Custom template for logstash

Elastic Stack Logstash
1

My custom logs are sent from filebeat (ingest pipeline) -> logstash -> elasticsearch . Now i need to make custom index for retention period purpose. when i try the custom index my geo_ip not mapping correct one.

Logstash output pipeline

elasticsearch {
hosts => ["http://ese0001:9200"]
index => "ftppipelinefields-%{[@metadata][version]}-%{+YYYY.MM.dd}"
pipeline => "%{[@metadata][pipeline]}"
}

if i don't use the index setting then it's using the filebeat template and geo_ip filter working fine. Now what is the solution for this ?

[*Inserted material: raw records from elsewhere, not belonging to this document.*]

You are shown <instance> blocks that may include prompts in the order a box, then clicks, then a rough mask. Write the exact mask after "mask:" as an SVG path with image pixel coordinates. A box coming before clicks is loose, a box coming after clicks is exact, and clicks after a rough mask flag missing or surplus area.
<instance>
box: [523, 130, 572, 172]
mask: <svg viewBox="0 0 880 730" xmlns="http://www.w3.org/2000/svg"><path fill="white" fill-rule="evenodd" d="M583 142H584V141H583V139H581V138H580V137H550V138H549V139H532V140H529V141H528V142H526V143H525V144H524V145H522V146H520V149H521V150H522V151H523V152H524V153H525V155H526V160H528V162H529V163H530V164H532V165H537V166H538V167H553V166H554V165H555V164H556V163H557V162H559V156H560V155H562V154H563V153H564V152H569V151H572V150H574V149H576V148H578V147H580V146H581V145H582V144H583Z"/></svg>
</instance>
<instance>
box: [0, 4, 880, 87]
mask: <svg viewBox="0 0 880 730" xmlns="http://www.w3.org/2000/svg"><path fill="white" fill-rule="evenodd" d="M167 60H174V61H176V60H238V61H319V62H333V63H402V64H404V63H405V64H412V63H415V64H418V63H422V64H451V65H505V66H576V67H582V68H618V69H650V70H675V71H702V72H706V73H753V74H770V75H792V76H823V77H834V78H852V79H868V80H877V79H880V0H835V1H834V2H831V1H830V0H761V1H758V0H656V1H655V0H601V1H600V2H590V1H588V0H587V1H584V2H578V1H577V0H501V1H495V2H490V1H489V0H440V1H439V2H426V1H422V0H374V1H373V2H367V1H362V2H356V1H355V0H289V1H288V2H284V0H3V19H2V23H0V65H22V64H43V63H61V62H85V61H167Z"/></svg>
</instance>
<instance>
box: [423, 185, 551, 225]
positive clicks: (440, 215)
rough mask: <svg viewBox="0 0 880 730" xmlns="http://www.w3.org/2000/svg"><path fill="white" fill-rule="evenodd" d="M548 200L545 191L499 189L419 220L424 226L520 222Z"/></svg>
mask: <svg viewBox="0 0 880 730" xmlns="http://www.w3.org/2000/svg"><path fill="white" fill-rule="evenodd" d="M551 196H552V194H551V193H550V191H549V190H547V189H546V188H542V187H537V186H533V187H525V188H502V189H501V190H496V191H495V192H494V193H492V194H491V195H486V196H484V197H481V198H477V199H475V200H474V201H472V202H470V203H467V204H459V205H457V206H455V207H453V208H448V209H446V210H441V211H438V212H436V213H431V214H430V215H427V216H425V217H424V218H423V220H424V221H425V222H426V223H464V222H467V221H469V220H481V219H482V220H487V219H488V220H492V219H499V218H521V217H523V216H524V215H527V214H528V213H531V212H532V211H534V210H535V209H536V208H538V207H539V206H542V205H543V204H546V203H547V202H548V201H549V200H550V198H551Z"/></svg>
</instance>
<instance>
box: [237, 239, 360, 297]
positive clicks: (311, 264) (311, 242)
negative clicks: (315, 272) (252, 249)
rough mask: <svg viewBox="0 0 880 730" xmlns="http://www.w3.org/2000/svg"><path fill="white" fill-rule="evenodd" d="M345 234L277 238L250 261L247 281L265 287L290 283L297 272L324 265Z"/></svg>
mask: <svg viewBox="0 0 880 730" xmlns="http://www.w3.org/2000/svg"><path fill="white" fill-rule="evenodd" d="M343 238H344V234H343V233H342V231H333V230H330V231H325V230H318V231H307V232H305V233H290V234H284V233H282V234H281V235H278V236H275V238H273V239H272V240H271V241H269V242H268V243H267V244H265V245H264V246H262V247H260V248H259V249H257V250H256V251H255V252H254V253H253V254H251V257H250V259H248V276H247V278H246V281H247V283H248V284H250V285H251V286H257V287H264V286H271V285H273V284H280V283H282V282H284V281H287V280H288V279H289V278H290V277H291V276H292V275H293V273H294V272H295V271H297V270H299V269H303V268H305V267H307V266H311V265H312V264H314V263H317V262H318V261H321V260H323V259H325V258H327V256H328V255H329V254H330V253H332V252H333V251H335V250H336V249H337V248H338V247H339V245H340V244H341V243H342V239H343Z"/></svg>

  1. New template and use the template parameter?
  2. mutate filter ?
2

If your problem is that [geoip][location] is not a geo_point then yes, you need to supply a template that matches your index name that tells ES that it should be.

3

how do i create one template?

My current mapping .

 "properties": {

      "ftp": {
        "properties": {
          "vsftpd": {
            "properties": {
              "eventtime": {
                "type": "keyword",
                "ignore_above": 1024
              },
              "eventyear": {
                "type": "keyword",
                "ignore_above": 1024
              },
              "sylogpid": {
                "type": "keyword",
                "ignore_above": 1024
              },
              "username": {
                "type": "keyword",
                "ignore_above": 1024
              },
              "loginstatus": {
                "type": "keyword",
                "ignore_above": 1024
              },
              "action": {
                "ignore_above": 1024,
                "type": "keyword"
              },
              "hostname": {
                "type": "keyword",
                "ignore_above": 1024
              },
              "day": {
                "type": "keyword",
                "ignore_above": 1024
              },
              "clientip": {
                "type": "keyword",
                "ignore_above": 1024
              },
              "filename": {
                "ignore_above": 1024,
                "type": "keyword"
              },
              "filesize": {
                "type": "long"
              },
              "clientgeoip": {
                "properties": {
                  "location": {
                    "type": "geo_point"
                  },
                  "region_name": {
                    "type": "keyword",
                    "ignore_above": 1024
                  },
                  "city_name": {
                    "type": "keyword",
                    "ignore_above": 1024
                  },
                  "continent_name": {
                    "type": "keyword",
                    "ignore_above": 1024
                  },
                  "country_iso_code": {
                    "type": "keyword",
                    "ignore_above": 1024
                  }
                }
              }
            }
          }
        }
      }
        }
4

The default template can be found here. You could edit the second line and merge that into any other template you want to use.